The current decision is that so far the viable scores were obtained predominantly by me so I own 90% of the team which is enough not to ask the minority shareholders whether they like the name of the team. ;-) Of course that it may change in the future. My belief is that the relative importance of members of such a team has to be based on the preliminary scores and their contributions to the high ones. It's not a perfect way to rate things but it's better than all others, for reasons I could explain. This question is analogous to the question whether managers' incomes in companies should depend on the profits, revenues, and the stock price. Even though there are risks and things can go wrong, I would answer Yes because this arrangement rooted in imperfect yet measurable data at least guarantees some correlation between the salary and the future of the company and some motivation for the manager to fundamentally improve things.
For the first time in the human history, Christian has applied the CMS' methods to evaluate these tau-tau decays (SVFIT) to the ATLAS data, the data of his intra-CERN competitors. It works. So far, it doesn't produce detectable improvements in the AMS score by itself (or in combination with the ATLAS methods): SVFIT, although more sophisticated, behaves almost identically to ATLAS' MMC. Christian has some really professional ideas what to do and I also believe that if they fail to produce high scores, he will help me to professionalize the codes that I used to get where I/we seem to be because, as you can imagine, the codes have become messy.
Meanwhile, however, I kept on improving the score. Our best one currently stands at 3.83674, just 0.014 below the current leader Gábos Melis. That's exactly equal to my last improvement and I got two of them in the last 24 hours so feel free to estimate how much time it should take to take over. ;-)
There have been moments when my mood was one of resignation. It seemed impossible to reach the heights of the leaders and the progress was so slow (my jumping up by 1 place ahead of the marijuana guy is the only change in the top 16 during the last week). One simply couldn't have thought about beating Melis, Salimans, or even the marijuana guy – bright kids and men with years of experience in manipulating similar data and doing machine learning.
Without much kidding, my life's only experience with manipulating "big data" was the conversion of 80,000 Echo comments on this blog to the DISQUS platform when Echo came out of business three years ago or so.
But the mood is very different now. It seems that I can add 0.01 to the score more easily than to prepare coffee. It's almost as easy as writing +1-1 at the end of a command y=f(x). ;-) Well, not quite but it is almost mechanically straightforward and it has repeatedly (but not quite always) worked.
One of the proprietary ideas that I've been fond of from the beginning and that I turned into a more viable one by having refined certain functions became even more effective when I realized what are probably the other conditions of the evaluation that are needed for the proprietary idea to become truly efficient, to show its muscles.

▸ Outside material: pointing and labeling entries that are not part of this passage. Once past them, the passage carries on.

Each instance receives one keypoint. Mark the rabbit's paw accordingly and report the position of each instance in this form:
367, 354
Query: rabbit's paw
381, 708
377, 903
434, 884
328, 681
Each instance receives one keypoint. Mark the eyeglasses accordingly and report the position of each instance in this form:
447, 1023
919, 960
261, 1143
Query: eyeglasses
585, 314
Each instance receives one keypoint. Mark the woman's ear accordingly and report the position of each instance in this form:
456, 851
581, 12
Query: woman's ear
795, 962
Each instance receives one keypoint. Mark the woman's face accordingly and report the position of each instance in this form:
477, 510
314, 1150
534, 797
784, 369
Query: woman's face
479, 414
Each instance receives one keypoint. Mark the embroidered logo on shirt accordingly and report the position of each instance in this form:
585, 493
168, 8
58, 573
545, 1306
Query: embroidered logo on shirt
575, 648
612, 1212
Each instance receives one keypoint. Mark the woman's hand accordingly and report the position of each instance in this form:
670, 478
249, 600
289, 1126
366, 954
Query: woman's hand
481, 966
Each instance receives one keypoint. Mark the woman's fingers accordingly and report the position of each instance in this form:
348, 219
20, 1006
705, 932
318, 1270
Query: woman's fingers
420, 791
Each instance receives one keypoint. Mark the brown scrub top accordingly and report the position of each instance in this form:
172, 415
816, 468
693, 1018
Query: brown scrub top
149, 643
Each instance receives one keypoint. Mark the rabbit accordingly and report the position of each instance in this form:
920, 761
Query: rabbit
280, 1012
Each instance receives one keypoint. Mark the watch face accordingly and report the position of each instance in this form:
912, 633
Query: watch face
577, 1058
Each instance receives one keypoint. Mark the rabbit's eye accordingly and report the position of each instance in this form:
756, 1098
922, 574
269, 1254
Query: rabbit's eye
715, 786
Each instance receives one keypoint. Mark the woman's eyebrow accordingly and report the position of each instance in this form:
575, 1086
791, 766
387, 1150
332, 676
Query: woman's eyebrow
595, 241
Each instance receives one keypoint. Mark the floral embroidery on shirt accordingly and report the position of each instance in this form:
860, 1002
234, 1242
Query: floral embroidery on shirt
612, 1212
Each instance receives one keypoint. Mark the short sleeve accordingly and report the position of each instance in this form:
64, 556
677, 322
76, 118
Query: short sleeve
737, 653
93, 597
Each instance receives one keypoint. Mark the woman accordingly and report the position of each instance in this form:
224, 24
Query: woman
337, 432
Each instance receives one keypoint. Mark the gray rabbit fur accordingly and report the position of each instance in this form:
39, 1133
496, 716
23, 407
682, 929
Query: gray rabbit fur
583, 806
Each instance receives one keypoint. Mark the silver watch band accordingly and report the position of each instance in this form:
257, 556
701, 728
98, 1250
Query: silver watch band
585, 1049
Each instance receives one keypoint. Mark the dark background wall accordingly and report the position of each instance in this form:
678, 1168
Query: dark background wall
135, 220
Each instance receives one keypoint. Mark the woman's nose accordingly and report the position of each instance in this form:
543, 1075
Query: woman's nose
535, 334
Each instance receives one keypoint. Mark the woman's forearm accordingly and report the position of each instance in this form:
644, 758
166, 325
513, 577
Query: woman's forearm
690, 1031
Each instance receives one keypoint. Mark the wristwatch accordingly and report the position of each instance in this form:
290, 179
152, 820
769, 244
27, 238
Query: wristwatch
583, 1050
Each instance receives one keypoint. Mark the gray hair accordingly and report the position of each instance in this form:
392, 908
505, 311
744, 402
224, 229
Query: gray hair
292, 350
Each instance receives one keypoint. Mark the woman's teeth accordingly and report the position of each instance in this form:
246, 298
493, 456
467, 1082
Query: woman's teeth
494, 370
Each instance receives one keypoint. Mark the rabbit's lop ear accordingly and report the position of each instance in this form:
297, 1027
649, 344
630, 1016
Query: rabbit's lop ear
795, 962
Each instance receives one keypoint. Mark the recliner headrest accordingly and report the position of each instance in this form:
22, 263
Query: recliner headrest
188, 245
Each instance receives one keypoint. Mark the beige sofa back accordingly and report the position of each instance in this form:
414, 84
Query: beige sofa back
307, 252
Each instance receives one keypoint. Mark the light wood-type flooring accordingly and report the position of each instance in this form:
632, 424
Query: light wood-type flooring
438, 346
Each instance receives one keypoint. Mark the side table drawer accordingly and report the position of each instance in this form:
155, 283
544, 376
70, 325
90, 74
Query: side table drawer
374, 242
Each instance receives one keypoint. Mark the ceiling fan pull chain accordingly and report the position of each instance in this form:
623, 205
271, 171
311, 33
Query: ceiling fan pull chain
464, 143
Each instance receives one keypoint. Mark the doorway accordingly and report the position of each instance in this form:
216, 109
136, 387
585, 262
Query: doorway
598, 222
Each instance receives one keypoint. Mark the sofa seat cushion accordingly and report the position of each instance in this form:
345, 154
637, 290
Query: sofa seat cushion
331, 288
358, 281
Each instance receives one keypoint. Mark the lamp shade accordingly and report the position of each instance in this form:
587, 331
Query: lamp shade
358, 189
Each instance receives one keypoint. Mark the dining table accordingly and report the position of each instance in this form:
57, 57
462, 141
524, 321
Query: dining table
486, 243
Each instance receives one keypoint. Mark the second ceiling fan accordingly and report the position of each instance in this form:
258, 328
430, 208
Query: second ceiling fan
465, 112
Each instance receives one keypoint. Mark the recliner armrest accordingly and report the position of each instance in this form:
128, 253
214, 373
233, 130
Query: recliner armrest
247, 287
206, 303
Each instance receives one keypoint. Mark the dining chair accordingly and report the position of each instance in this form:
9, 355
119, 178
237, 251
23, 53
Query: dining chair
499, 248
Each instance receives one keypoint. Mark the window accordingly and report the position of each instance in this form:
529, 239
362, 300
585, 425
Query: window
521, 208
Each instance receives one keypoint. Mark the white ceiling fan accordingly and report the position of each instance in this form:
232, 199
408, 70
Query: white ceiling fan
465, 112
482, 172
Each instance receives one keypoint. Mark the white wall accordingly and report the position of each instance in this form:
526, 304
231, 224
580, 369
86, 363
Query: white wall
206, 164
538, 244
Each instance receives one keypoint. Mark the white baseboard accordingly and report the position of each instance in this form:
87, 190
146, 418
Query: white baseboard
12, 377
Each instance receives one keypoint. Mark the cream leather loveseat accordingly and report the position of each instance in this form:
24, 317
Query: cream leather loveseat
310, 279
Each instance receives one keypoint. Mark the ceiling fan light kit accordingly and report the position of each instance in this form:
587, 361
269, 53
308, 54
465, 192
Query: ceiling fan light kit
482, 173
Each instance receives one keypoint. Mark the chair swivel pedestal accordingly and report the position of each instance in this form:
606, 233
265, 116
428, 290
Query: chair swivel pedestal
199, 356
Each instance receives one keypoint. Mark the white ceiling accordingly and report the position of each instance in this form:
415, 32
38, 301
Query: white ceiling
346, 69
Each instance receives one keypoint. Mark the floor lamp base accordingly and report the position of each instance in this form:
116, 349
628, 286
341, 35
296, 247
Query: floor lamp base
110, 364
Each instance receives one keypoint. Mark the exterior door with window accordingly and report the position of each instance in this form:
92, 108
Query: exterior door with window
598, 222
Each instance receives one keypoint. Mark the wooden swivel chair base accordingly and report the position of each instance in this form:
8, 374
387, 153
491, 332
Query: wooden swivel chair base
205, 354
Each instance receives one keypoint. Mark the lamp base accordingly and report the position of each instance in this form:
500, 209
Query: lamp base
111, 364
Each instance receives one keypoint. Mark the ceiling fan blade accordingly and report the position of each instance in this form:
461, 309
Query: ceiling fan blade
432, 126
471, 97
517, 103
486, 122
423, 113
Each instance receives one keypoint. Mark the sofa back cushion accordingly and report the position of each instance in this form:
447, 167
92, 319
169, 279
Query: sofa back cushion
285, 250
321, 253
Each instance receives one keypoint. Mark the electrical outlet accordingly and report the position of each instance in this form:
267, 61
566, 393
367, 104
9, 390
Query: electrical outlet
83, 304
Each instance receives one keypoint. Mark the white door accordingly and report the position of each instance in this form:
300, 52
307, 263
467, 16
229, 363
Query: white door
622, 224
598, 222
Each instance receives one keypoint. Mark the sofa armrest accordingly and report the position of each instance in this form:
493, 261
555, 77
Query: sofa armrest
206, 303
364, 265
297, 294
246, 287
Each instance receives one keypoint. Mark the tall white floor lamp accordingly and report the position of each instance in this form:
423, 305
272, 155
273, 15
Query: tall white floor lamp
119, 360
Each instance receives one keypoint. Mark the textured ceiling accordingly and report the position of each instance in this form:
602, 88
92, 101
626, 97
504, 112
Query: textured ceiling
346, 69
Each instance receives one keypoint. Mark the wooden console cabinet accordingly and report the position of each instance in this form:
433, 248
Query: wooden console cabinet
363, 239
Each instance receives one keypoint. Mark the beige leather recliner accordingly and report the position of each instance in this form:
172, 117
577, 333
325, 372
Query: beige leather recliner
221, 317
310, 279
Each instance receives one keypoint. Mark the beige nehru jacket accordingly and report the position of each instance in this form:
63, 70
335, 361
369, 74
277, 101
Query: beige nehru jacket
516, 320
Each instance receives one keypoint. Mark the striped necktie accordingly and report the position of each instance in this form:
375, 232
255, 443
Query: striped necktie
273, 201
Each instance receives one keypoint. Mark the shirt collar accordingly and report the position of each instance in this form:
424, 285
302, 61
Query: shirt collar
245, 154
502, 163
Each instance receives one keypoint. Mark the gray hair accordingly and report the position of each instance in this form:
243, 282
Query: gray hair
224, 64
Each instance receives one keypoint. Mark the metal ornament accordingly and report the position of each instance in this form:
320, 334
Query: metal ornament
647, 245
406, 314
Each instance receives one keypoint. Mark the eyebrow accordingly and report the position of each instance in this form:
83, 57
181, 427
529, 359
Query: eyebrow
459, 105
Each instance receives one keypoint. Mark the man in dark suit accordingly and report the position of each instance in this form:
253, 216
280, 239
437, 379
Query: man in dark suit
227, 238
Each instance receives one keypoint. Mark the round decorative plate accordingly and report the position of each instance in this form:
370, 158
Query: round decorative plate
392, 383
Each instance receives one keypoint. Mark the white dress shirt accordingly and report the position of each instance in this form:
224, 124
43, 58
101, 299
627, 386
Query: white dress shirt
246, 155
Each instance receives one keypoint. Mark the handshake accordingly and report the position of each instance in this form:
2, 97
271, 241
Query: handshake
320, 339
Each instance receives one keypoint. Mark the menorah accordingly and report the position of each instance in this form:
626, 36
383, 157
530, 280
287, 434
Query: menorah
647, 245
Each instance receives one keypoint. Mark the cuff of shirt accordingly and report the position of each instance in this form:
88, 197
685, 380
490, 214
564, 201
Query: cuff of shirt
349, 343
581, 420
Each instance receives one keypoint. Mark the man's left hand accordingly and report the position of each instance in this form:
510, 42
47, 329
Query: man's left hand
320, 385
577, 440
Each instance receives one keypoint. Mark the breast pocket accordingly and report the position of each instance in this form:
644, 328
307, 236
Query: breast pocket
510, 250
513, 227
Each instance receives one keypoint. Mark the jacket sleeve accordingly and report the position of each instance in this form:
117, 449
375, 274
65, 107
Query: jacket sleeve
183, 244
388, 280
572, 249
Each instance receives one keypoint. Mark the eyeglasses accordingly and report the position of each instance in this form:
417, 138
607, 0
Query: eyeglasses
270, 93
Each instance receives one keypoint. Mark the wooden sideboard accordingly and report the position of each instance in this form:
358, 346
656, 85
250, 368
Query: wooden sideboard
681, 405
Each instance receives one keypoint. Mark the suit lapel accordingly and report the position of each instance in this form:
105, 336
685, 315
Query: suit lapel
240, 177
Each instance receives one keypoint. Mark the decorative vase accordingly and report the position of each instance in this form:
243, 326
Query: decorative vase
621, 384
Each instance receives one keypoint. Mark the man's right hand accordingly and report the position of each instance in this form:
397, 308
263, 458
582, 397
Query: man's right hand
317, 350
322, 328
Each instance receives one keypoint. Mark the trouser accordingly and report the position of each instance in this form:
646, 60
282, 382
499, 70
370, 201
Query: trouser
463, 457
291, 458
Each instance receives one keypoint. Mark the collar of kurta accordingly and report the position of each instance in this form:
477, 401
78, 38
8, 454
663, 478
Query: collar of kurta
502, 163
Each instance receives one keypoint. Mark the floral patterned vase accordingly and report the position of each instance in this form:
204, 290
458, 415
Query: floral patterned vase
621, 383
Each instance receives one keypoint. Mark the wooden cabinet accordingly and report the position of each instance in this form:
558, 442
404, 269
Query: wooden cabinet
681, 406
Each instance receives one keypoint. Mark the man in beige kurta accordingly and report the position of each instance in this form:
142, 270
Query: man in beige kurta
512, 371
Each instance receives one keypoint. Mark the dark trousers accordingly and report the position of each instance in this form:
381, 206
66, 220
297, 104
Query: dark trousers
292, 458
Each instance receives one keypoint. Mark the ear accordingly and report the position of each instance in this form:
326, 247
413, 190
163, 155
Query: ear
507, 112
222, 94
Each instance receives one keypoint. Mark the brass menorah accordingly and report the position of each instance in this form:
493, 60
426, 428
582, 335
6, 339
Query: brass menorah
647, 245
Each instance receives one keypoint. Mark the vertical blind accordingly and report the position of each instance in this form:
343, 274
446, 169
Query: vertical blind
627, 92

Because this explanation seems to be justified by some abstract theoretical thinking as well as the real-world empirical data, I will probably automatize the system and try to prepare a submission without self-evident fine-tuning that could produce a very high score immediately.
Now it even seems plausible to me that even the final scores – which will be computed from 2 submissions per team compared against 450k test events not included in the 100k test events that are the basis of the preliminary leaderboard – could exceed 3.8 so that I will lose a $100 bet. But it's too early to tell. The bet is as open as it can get. Note that the "best score per team" is almost certainly an overestimate of the final score because the preliminary AMS scores contain some noise with the standard deviation of 0.08. So with 300+ submissions, like mine, the best preliminary score could actually be up to a 3-sigma i.e. 0.24 overestimate of the genuine score. There are some reasons to think that the overestimates aren't this brutal but I don't want to go into technicalities that are partly speculative, anyway.